Calling zip with One Iterable

What happens if we call zip with just one argument, e.g. a string:

In [ ]:
s = "Python"
for t in zip(s):
    print(t)

So this call creates an iterator which produces tuples with one single element, in our case the characters of the string.

Parameters with Different Lengths

As we have seen, zip can be called with an arbitrary number of iterable objects as arguments. So far the number of elements or the length of these iterables had been the same. This is not necessary. If the Lengths are different, zip will stop producing an output as soon as one of the argument sequences is exhausted. "stop producing an output" actually means it will raise a StopIteration exception like all other iterators do.
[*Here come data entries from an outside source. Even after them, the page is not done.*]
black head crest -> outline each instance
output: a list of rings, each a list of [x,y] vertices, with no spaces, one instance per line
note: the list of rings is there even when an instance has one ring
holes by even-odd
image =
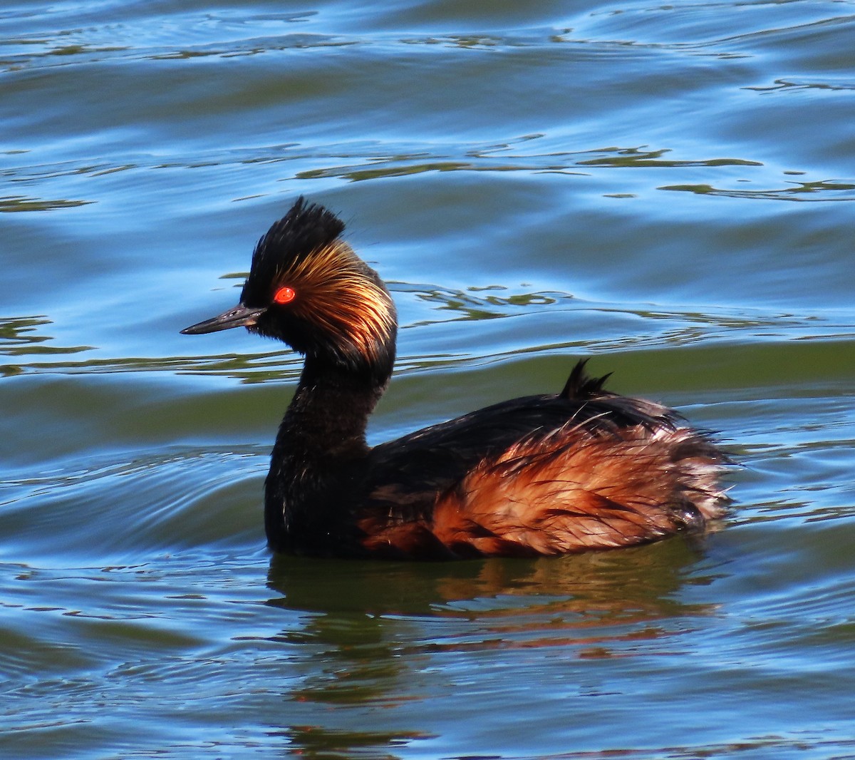
[[[301,195],[258,240],[241,301],[263,301],[281,272],[330,246],[344,231],[345,223],[335,214],[318,204],[306,203]]]

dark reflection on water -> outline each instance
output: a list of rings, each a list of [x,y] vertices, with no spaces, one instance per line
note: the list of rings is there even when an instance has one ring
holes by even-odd
[[[409,705],[417,714],[418,703],[433,698],[424,691],[425,673],[466,653],[496,656],[499,667],[515,651],[528,657],[523,653],[554,650],[561,668],[665,654],[678,632],[716,615],[712,605],[680,599],[687,584],[715,579],[691,572],[703,555],[700,540],[678,537],[557,560],[430,565],[274,556],[268,584],[282,596],[267,603],[308,613],[302,627],[276,638],[323,663],[286,695],[317,722],[283,734],[290,749],[311,757],[363,757],[369,748],[377,753],[370,757],[398,757],[396,745],[426,739],[430,731],[378,732],[370,723],[345,730],[323,706]],[[447,677],[467,680],[453,672]]]

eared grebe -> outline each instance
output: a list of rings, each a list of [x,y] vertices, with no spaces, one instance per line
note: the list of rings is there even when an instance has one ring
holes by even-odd
[[[276,436],[264,523],[277,551],[454,559],[610,549],[702,528],[727,457],[665,407],[603,389],[579,362],[561,393],[503,401],[374,448],[397,318],[344,223],[302,198],[258,242],[232,327],[305,356]]]

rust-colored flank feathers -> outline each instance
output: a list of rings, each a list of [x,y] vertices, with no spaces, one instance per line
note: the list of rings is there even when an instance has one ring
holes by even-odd
[[[299,199],[259,240],[240,303],[183,332],[243,325],[305,356],[265,484],[272,549],[456,559],[614,549],[702,531],[728,459],[674,411],[604,389],[503,401],[374,448],[369,415],[397,318],[344,224]]]

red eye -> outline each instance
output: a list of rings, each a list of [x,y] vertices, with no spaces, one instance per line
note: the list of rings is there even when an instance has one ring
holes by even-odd
[[[273,296],[273,300],[277,304],[288,304],[291,303],[294,298],[297,296],[297,293],[294,291],[293,288],[280,288]]]

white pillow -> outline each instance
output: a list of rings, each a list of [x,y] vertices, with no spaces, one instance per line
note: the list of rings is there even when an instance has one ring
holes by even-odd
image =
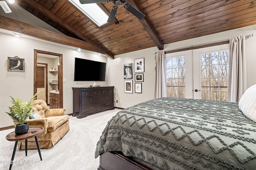
[[[246,117],[256,122],[256,84],[246,90],[240,99],[238,106]]]

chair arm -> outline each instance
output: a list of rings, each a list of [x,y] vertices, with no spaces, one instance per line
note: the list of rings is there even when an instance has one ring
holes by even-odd
[[[65,108],[48,109],[44,112],[46,117],[49,116],[62,116],[65,114]]]
[[[47,118],[27,119],[25,122],[28,123],[28,127],[42,127],[44,128],[44,134],[47,133],[48,121]]]

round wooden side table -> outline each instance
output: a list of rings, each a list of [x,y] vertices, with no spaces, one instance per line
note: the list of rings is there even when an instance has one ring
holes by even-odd
[[[13,149],[13,152],[12,152],[12,160],[10,165],[10,168],[9,168],[9,170],[10,170],[11,169],[12,169],[12,162],[14,159],[14,155],[15,155],[15,152],[16,152],[18,141],[19,141],[25,140],[25,149],[26,150],[26,156],[28,153],[28,139],[33,137],[35,137],[37,149],[38,151],[40,159],[41,159],[41,160],[42,160],[42,156],[41,155],[41,151],[40,151],[40,147],[39,147],[39,145],[38,144],[38,142],[37,140],[36,136],[42,133],[43,131],[44,131],[44,128],[43,127],[30,127],[28,129],[28,132],[24,134],[18,135],[15,134],[15,132],[12,132],[6,135],[6,138],[7,141],[15,141],[15,145],[14,145],[14,148]]]

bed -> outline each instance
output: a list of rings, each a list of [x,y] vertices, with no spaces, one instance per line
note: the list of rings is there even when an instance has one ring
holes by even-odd
[[[117,113],[95,155],[98,170],[252,170],[256,129],[238,103],[162,98]]]

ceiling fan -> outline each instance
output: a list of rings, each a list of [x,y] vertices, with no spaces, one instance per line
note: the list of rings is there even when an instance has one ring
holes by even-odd
[[[120,5],[124,5],[124,9],[130,12],[140,20],[143,19],[145,16],[145,15],[130,4],[128,3],[124,4],[126,0],[79,0],[79,1],[81,4],[112,2],[112,3],[116,5],[112,8],[110,13],[108,16],[108,22],[113,21],[117,12],[117,10],[118,9],[118,6]]]

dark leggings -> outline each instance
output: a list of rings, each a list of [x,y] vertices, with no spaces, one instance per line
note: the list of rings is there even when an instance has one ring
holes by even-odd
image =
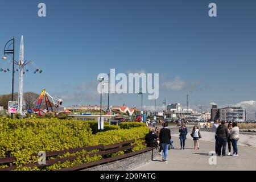
[[[230,139],[229,138],[228,138],[228,147],[229,148],[229,152],[231,152],[231,144],[232,144],[232,147],[233,147],[232,140]]]
[[[185,140],[184,139],[180,139],[180,148],[182,148],[182,147],[183,147],[183,148],[185,148]]]
[[[159,152],[162,152],[162,147],[161,144],[160,144],[160,148],[159,148]]]

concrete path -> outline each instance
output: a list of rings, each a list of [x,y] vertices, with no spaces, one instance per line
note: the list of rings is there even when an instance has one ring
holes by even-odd
[[[256,170],[256,148],[238,146],[239,156],[216,156],[216,164],[210,165],[209,152],[214,150],[214,143],[200,141],[200,150],[193,150],[192,138],[186,140],[185,150],[180,150],[179,138],[172,137],[175,149],[169,151],[168,163],[162,162],[162,157],[134,171],[222,171]],[[228,147],[228,146],[227,146]],[[228,147],[226,148],[228,151]],[[232,149],[232,152],[233,149]]]

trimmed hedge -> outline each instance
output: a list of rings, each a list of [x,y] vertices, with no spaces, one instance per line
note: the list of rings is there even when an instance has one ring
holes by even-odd
[[[98,121],[84,121],[85,123],[88,123],[89,125],[89,127],[92,129],[92,133],[93,134],[96,134],[98,132]],[[106,126],[109,126],[109,123],[106,121],[104,121],[104,128]]]
[[[138,122],[123,122],[120,123],[119,126],[122,129],[129,129],[133,127],[147,126],[146,123]]]
[[[108,145],[131,139],[135,139],[133,151],[145,147],[143,140],[148,128],[141,126],[130,129],[122,129],[118,126],[106,123],[104,132],[94,135],[90,126],[95,127],[96,122],[74,120],[51,119],[11,119],[0,118],[0,158],[14,156],[19,166],[16,170],[55,170],[102,159],[102,156],[77,158],[50,166],[40,168],[24,168],[22,164],[37,162],[38,158],[31,157],[39,151],[55,151],[98,144]],[[136,125],[137,126],[137,125]],[[113,130],[114,130],[113,131]],[[97,152],[98,150],[94,150]],[[131,150],[112,154],[110,156],[121,155]],[[81,151],[75,154],[65,154],[51,159],[87,154]],[[6,166],[0,165],[0,168]]]

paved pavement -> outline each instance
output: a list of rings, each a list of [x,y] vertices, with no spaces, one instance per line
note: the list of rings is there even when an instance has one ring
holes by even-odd
[[[256,170],[256,148],[238,146],[239,156],[211,156],[209,152],[214,150],[214,143],[200,141],[200,150],[193,150],[191,138],[186,140],[185,150],[180,150],[179,138],[172,137],[174,149],[168,153],[168,163],[162,162],[162,157],[144,166],[135,168],[135,171],[222,171],[222,170]],[[228,146],[227,146],[228,147]],[[226,148],[228,151],[228,147]],[[232,149],[232,152],[233,149]],[[210,165],[210,158],[216,164]]]

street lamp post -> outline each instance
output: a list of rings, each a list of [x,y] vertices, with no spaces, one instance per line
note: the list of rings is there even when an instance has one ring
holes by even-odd
[[[141,88],[139,89],[139,92],[138,93],[138,96],[139,96],[139,94],[141,94],[141,114],[142,115],[143,114],[143,93],[142,93],[142,89]],[[143,118],[142,117],[142,120],[143,120]]]
[[[13,49],[10,49],[10,47],[13,45]],[[7,47],[7,46],[8,47]],[[7,59],[6,55],[13,55],[13,82],[11,85],[11,101],[14,100],[14,48],[15,48],[15,38],[13,37],[13,39],[10,40],[7,42],[5,46],[5,48],[3,49],[3,56],[2,58],[2,60],[6,60]],[[13,118],[13,114],[11,113],[11,118]]]
[[[164,100],[163,101],[163,104],[164,104],[164,117],[166,117],[166,100]]]
[[[101,82],[101,108],[100,108],[100,131],[101,131],[101,116],[102,116],[102,112],[101,112],[101,108],[102,108],[102,81],[104,81],[104,78],[102,77],[101,77],[99,79],[98,79],[98,81],[100,81]]]

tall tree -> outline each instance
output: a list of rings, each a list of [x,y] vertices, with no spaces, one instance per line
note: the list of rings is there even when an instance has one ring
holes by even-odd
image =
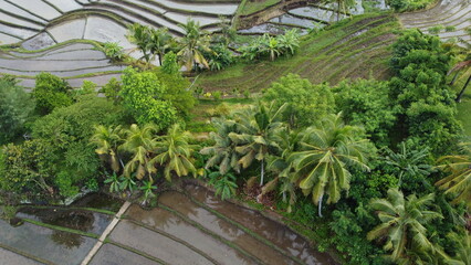
[[[456,194],[454,203],[464,201],[471,209],[471,144],[462,144],[464,152],[457,156],[444,156],[438,159],[439,169],[449,173],[436,186],[447,190],[444,193]]]
[[[123,141],[121,134],[121,126],[105,127],[100,125],[95,127],[95,134],[90,139],[97,147],[95,152],[109,160],[109,166],[114,172],[119,172],[121,159],[117,155],[117,148]]]
[[[390,258],[394,262],[402,264],[410,264],[408,261],[411,258],[420,258],[421,253],[438,252],[423,226],[442,218],[440,213],[428,209],[433,200],[435,193],[421,198],[411,194],[405,199],[398,189],[389,189],[387,199],[374,199],[370,202],[381,223],[368,232],[367,239],[386,237],[384,248],[393,252]]]
[[[190,137],[188,131],[184,131],[178,124],[175,124],[166,135],[158,138],[155,145],[157,155],[150,163],[160,166],[168,181],[171,180],[171,172],[178,177],[196,174],[197,170],[191,161],[191,153],[196,147],[188,142]]]
[[[126,177],[130,178],[135,173],[139,180],[147,176],[153,181],[156,168],[149,161],[153,158],[153,151],[156,146],[155,134],[157,131],[158,128],[153,124],[147,124],[142,128],[133,124],[129,129],[124,130],[126,139],[121,149],[132,155],[130,160],[124,167]]]
[[[148,44],[149,52],[158,56],[158,62],[161,65],[164,55],[169,51],[172,38],[168,33],[167,28],[151,29],[150,42]]]
[[[221,176],[231,169],[240,173],[240,155],[236,151],[236,142],[229,138],[229,134],[237,132],[237,124],[233,119],[217,118],[212,120],[216,131],[209,137],[214,141],[213,146],[201,149],[202,155],[211,156],[206,162],[206,169],[219,168]]]
[[[0,145],[21,135],[33,109],[30,94],[15,82],[0,80]]]
[[[209,67],[208,61],[203,55],[203,51],[210,52],[210,36],[203,32],[199,22],[189,19],[186,24],[179,25],[184,30],[184,36],[179,40],[180,51],[177,55],[187,71],[198,65]]]
[[[151,34],[150,34],[150,28],[148,25],[143,25],[139,23],[129,24],[127,26],[128,34],[127,40],[129,40],[130,43],[135,44],[137,49],[143,53],[143,56],[140,59],[146,60],[146,62],[150,62],[150,43],[153,41]]]
[[[279,149],[274,134],[283,127],[281,116],[286,105],[276,108],[274,104],[259,103],[238,113],[234,120],[239,132],[230,132],[229,138],[237,145],[236,151],[242,155],[239,163],[248,168],[254,160],[260,161],[260,186],[263,186],[266,156]]]
[[[341,114],[328,115],[320,126],[305,130],[301,150],[293,152],[290,159],[300,188],[305,195],[312,193],[320,216],[324,194],[328,195],[328,204],[336,203],[342,190],[349,189],[348,167],[369,170],[365,163],[367,144],[363,130],[345,125]]]
[[[453,250],[456,255],[447,261],[450,265],[467,265],[471,264],[471,235],[469,231],[462,234],[452,233],[449,237],[457,244]]]
[[[280,145],[281,153],[270,156],[268,159],[268,170],[275,176],[273,180],[262,188],[262,194],[279,189],[282,200],[287,203],[287,212],[296,202],[296,174],[293,168],[293,161],[290,156],[293,153],[301,140],[299,131],[282,128],[275,134],[275,140]]]
[[[336,8],[337,22],[341,20],[341,13],[347,14],[348,10],[355,7],[355,0],[323,0],[324,3],[332,3]]]
[[[429,149],[410,150],[406,142],[400,142],[397,152],[386,149],[385,161],[394,167],[394,174],[398,178],[398,188],[401,188],[402,181],[409,179],[423,179],[431,172],[431,166],[427,162]]]

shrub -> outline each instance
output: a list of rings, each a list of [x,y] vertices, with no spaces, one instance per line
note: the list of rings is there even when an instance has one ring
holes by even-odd
[[[213,92],[212,93],[212,98],[214,99],[214,100],[220,100],[221,99],[221,97],[222,97],[222,93],[221,92]]]
[[[387,82],[357,80],[342,82],[335,88],[337,110],[348,124],[363,125],[375,144],[388,144],[396,120],[394,102],[388,97]]]
[[[295,74],[273,82],[263,94],[263,100],[275,102],[275,107],[287,103],[284,120],[292,127],[313,125],[315,120],[335,109],[334,96],[328,85],[313,85],[308,80]]]
[[[119,92],[122,89],[122,84],[119,81],[117,81],[115,77],[111,78],[106,85],[102,87],[100,93],[104,93],[106,98],[114,100],[115,103],[118,103],[121,100],[119,98]]]
[[[176,75],[180,72],[180,66],[177,62],[177,54],[169,52],[165,54],[161,63],[161,72],[165,74]]]
[[[45,115],[56,107],[72,105],[69,84],[55,75],[50,73],[36,75],[36,84],[32,94],[36,102],[36,110]]]
[[[212,52],[209,52],[206,57],[208,57],[209,68],[211,71],[223,70],[233,63],[233,55],[228,46],[223,44],[216,44],[210,49]]]
[[[137,72],[128,67],[123,75],[123,88],[119,96],[124,107],[137,123],[156,124],[160,129],[170,126],[177,119],[177,109],[165,99],[167,87],[156,73]]]
[[[113,62],[119,62],[124,59],[123,46],[117,42],[105,42],[102,51],[105,53],[106,57]]]
[[[0,145],[24,131],[24,124],[34,109],[34,102],[22,87],[0,80]]]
This exception is caught by the for loop. You will find more about this way of working in the chapter "Iterators and Iterables" of our Python tutorial.

The following example is a zip call with two list with different lenghts:

In [ ]:
colors = ["green", "red", "blue"]
cars = ["BMW", "Alfa Romea"]

for car, color in zip(cars, colors):
    print(car, color)

Advanced Usages of zip

We have a list with the six largest cities in Switzerland. It consists of tuples with the pairs, city and population number:

cities_and_population = [("Zurich", 415367),
                         ("Geneva", 201818),
                         ("Basel", 177654),
                         ("Lausanne", 139111),
                         ("Bern", 133883),
                         ("Winterthur", 111851)]

The task consists of creating two lists: One with the city names and one with the population numbers. zip is the solution to this problem, but we also have to use the star operator to unpack the list:

cities, populations = list(zip(*cities_and_population))
print(cities)
print(populations)
('Zurich', 'Geneva', 'Basel', 'Lausanne', 'Bern', 'Winterthur')
(415367, 201818, 177654, 139111, 133883, 111851)

This is needed e.g., if we want to plot these data. This is just an illustrating example and it is not necessary to understand it completely. You have to be familiar with Pandas. In the following program, we assume that only the combined list is available at the beginning:

import pandas as pd

cities_and_population = [("Zurich", 415367),
                         ("Geneva", 201818),
                         ("Basel", 177654),
                         ("Lausanne", 139111),
                         ("Bern", 133883),
                         ("Winterthur", 111851)]

cities, populations = list(zip(*cities_and_population))
s = pd.Series(populations, index=cities)

s.plot(kind="bar")
Output::
<matplotlib.axes._subplots.AxesSubplot at 0x216f3523688>

Converting two Iterables into a Dictionary

Converting two Iterables into a Dictionary

zip also offers us an excellent opportunity to convert two iterables into a dictionary. Of course, only if these iterables meet certain requirements. The iterable, which should be used as keys, must be unique and can only consist of immutables. We demonstrate this with the following morse code example. The full morse code alphabet can be found in our chapter on dictionaries:

abc = "abcdef"
morse_chars = [".-", "-...", "-.-.", "-..", ".", "..-."]
               
text2morse = dict(zip(abc, morse_chars))
print(text2morse)

{'a': '.-', 'b': '-...', 'c': '-.-.', 'd': '-..', 'e': '.', 'f': '..-.'}
{'a': '.-', 'b': '-...', 'c': '-.-.', 'd': '-..', 'e': '.', 'f': '..-.'}
Output::
{'a': '.-', 'b': '-...', 'c': '-.-.', 'd': '-..', 'e': '.', 'f': '..-.'}

Footnotes

1 The data are from the 1st of April 2020, no joke. The locations are chosen arbitrarily. There is a special reason, why I had chosen Hohenpeißenberg. On the Hohenpeißenberg I was invited to give two unforgettable Python courses for the German weather service: Great people and a fantastic view!